By: Bryan Tropeano
You’d assume a car that can drive itself would have no problem navigating a simple detour, but that assumption was put to the test this week when a group of autonomous delivery vehicles ground to a halt in downtown Los Angeles.
The issue wasn’t a crash or bad weather. It was construction. A major road closure rerouted traffic through a maze of temporary lanes, cones, and handwritten signs. Human drivers crept through without much trouble. The self-driving vehicles, on the other hand, didn’t fare nearly as well.
Several of the cars stopped mid-route, confused by shifting lane markings and temporary signage that didn’t match what their maps expected to see. Some pulled over and waited. Others blocked narrow streets altogether, forcing traffic to funnel around them.

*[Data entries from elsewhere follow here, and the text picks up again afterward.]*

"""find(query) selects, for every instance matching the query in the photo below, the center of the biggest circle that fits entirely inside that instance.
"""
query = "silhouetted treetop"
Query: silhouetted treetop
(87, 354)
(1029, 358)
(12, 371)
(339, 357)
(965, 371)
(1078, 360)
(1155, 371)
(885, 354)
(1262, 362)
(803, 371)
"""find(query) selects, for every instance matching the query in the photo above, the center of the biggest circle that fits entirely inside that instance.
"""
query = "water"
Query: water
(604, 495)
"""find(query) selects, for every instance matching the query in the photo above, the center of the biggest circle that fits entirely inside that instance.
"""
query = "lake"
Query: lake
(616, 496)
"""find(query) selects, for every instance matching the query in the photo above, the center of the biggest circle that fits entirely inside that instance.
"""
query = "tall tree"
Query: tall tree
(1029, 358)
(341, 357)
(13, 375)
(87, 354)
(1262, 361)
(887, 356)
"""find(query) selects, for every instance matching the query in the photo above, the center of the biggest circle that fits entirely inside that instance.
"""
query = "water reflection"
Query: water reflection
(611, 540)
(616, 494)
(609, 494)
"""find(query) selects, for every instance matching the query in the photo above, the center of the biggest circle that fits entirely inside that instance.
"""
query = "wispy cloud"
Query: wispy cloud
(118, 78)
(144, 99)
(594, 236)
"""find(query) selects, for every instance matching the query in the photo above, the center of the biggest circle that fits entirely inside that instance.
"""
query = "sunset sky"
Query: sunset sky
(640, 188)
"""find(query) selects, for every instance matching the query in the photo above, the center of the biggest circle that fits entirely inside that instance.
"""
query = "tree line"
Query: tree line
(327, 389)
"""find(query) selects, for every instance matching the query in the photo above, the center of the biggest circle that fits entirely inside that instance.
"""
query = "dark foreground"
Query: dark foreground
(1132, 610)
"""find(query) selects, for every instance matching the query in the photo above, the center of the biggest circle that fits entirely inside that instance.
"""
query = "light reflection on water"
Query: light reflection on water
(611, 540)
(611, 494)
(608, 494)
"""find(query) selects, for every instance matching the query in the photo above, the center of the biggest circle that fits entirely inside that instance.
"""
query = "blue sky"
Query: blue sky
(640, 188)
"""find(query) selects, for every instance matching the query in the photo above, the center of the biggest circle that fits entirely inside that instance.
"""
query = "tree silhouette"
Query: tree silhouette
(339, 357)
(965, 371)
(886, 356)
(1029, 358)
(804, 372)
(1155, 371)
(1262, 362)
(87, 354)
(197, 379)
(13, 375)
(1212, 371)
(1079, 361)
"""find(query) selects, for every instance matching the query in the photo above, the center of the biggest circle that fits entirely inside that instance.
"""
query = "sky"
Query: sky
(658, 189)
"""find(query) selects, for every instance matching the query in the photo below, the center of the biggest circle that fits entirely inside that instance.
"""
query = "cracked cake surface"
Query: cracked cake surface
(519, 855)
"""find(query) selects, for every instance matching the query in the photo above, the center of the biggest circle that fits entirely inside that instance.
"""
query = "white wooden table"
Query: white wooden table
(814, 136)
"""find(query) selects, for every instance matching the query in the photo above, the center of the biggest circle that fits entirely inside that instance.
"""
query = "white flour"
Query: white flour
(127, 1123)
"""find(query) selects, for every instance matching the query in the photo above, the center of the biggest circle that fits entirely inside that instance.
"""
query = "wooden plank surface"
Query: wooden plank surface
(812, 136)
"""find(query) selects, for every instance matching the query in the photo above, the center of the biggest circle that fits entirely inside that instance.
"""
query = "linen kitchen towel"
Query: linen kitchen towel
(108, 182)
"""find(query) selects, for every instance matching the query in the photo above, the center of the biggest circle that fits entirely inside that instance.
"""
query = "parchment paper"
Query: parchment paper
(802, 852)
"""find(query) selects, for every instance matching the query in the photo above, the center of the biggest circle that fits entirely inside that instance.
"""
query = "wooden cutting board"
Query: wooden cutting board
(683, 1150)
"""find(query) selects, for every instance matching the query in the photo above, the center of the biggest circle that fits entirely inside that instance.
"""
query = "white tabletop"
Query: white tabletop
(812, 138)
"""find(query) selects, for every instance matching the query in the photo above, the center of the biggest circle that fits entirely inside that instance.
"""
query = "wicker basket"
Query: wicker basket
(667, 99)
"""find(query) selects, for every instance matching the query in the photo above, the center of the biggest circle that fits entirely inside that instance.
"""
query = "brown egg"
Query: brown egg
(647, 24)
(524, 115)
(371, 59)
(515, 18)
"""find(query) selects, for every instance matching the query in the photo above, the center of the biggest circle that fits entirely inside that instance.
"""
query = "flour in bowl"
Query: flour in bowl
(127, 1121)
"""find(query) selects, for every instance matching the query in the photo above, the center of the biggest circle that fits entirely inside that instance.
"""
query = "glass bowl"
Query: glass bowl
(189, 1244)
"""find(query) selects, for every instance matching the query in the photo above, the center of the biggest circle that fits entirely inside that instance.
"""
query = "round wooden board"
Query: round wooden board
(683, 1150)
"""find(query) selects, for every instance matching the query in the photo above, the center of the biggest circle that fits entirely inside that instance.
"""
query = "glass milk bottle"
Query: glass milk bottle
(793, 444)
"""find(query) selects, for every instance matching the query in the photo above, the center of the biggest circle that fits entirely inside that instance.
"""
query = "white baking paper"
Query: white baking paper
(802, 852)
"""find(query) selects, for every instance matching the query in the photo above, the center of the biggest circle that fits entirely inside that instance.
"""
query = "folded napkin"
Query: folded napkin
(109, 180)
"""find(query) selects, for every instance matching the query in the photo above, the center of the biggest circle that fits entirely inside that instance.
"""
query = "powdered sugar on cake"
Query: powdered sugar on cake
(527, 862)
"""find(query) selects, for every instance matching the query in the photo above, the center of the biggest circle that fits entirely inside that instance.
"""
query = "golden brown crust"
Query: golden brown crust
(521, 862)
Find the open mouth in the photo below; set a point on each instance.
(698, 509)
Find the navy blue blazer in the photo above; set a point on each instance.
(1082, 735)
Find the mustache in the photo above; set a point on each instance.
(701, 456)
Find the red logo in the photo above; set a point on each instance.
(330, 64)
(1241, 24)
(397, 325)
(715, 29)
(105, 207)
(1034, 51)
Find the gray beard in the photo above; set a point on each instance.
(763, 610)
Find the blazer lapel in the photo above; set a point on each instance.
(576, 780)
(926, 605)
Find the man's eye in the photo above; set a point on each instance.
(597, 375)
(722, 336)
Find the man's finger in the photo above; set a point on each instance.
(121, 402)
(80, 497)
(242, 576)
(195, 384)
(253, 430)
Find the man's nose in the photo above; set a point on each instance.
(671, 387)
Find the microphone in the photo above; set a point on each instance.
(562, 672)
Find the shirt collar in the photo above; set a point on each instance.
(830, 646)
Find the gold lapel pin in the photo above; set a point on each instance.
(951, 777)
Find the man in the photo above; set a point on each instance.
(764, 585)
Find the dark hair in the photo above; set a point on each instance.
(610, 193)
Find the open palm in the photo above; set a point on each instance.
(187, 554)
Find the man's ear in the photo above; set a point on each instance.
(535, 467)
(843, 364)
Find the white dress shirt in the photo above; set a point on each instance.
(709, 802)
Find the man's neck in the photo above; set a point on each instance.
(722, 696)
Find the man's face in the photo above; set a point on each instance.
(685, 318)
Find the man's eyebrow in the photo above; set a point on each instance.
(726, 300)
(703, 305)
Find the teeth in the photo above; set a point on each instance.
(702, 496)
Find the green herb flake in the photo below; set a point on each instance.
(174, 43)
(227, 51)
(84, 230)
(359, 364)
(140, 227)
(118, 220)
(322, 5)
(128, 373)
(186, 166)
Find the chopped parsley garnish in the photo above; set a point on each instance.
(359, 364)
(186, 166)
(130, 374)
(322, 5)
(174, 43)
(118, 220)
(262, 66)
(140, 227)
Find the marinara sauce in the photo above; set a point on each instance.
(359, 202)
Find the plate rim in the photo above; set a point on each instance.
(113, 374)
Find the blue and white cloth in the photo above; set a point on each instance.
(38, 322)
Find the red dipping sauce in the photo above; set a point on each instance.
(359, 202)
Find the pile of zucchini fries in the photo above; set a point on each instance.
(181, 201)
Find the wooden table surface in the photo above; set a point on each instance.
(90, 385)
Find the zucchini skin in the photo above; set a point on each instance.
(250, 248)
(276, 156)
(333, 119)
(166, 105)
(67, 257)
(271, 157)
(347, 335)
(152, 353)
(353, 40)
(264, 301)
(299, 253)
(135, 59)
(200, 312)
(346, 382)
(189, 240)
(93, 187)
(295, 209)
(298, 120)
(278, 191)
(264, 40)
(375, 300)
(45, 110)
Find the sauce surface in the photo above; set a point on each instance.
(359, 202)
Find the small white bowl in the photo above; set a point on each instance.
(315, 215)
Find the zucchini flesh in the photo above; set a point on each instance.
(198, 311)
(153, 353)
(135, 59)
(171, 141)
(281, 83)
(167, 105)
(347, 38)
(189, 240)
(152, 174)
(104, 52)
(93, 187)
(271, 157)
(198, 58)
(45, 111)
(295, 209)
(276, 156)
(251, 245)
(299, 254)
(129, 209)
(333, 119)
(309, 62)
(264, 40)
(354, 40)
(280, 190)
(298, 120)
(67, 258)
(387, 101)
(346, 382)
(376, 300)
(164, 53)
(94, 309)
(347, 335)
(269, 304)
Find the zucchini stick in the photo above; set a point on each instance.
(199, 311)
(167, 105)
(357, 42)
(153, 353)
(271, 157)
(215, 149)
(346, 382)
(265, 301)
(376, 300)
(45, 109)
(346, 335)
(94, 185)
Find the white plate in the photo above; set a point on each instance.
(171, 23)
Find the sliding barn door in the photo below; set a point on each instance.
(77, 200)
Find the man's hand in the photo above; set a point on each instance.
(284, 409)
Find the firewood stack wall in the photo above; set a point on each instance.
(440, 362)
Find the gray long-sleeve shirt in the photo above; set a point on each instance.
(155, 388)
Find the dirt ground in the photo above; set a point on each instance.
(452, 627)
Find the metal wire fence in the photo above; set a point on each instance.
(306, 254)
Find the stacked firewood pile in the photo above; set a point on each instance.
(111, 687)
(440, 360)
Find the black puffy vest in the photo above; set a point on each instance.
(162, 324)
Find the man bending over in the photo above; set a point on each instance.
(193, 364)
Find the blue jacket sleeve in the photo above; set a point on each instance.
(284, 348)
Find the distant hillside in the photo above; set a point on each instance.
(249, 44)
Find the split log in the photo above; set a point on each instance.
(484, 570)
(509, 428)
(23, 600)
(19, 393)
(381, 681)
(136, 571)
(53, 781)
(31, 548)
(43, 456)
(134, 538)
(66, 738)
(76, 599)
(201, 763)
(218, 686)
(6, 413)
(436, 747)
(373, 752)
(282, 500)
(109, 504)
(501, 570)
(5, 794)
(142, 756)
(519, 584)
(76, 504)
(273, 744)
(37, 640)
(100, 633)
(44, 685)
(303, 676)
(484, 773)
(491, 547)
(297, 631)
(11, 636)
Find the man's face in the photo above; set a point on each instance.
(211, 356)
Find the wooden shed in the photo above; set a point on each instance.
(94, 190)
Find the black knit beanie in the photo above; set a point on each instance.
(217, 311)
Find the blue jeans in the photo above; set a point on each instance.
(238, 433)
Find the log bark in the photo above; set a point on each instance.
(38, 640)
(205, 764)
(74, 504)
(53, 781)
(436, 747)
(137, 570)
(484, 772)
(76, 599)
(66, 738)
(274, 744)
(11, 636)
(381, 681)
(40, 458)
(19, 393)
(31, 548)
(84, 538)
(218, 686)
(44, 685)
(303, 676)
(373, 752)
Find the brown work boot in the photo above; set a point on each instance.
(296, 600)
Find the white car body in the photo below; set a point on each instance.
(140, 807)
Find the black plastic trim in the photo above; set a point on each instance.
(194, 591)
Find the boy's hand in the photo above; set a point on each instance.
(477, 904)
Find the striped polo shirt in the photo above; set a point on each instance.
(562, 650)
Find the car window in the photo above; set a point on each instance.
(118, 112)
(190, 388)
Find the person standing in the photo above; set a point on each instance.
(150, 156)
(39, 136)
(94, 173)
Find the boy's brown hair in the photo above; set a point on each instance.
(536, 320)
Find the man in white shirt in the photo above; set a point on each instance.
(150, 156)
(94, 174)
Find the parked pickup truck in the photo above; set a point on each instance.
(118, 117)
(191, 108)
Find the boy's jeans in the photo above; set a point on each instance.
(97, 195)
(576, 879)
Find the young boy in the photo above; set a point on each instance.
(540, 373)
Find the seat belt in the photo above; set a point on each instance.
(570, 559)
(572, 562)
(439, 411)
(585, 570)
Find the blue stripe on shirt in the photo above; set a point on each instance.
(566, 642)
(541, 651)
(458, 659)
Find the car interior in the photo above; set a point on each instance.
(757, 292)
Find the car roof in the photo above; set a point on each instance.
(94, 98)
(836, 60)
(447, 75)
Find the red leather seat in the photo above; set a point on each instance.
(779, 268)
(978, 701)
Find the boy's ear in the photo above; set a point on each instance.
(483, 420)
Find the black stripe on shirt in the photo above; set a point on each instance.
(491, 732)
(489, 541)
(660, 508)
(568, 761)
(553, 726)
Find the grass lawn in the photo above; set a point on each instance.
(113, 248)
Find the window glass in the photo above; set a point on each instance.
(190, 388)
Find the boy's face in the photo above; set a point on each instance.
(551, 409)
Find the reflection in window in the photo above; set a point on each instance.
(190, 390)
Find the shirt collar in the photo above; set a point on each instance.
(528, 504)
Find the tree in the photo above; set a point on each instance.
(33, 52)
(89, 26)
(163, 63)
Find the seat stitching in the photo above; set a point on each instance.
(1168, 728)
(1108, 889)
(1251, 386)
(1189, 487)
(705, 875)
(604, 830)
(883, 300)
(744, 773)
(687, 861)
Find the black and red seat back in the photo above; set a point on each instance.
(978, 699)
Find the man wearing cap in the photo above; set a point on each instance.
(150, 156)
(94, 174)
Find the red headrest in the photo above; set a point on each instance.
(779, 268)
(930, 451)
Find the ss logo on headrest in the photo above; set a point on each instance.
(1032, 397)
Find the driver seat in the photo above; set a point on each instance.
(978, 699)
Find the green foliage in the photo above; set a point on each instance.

At first, it looked like the vehicles simply couldn’t improvise when the real world didn’t match their digital instructions. And to be fair, that’s not entirely wrong. The companies behind the vehicles have now acknowledged that the systems struggled with what they call “dynamic construction environments.”
In a statement, the company said its autonomous software is capable of handling road changes, but only up to a point. When conditions fall outside those parameters, the system can request human assistance to confirm the safest path forward. That’s exactly what happened here.
The problem was scale. With multiple vehicles hitting the same unexpected construction zone at once, the number of assistance requests quickly piled up. Human operators couldn’t respond fast enough, leaving some cars effectively frozen in place while they waited for confirmation.
This kind of human-in-the-loop system was designed as a safety net, not as a primary decision-maker. But when enough edge cases stack up, that safety net starts to look more like a bottleneck.
The company says it’s already working on updates that will allow the vehicles to better interpret temporary signage and construction layouts in real time. They’re also exploring ways to reduce reliance on manual intervention when multiple vehicles encounter the same scenario simultaneously.
It’s a reminder that autonomous vehicles, like Waymo, perform best in a world that behaves predictably. The messier things get, whether it’s power outages, construction zones, or improvised detours, the more those systems reveal their limits. For now, the future of self-driving still comes with a few asterisks.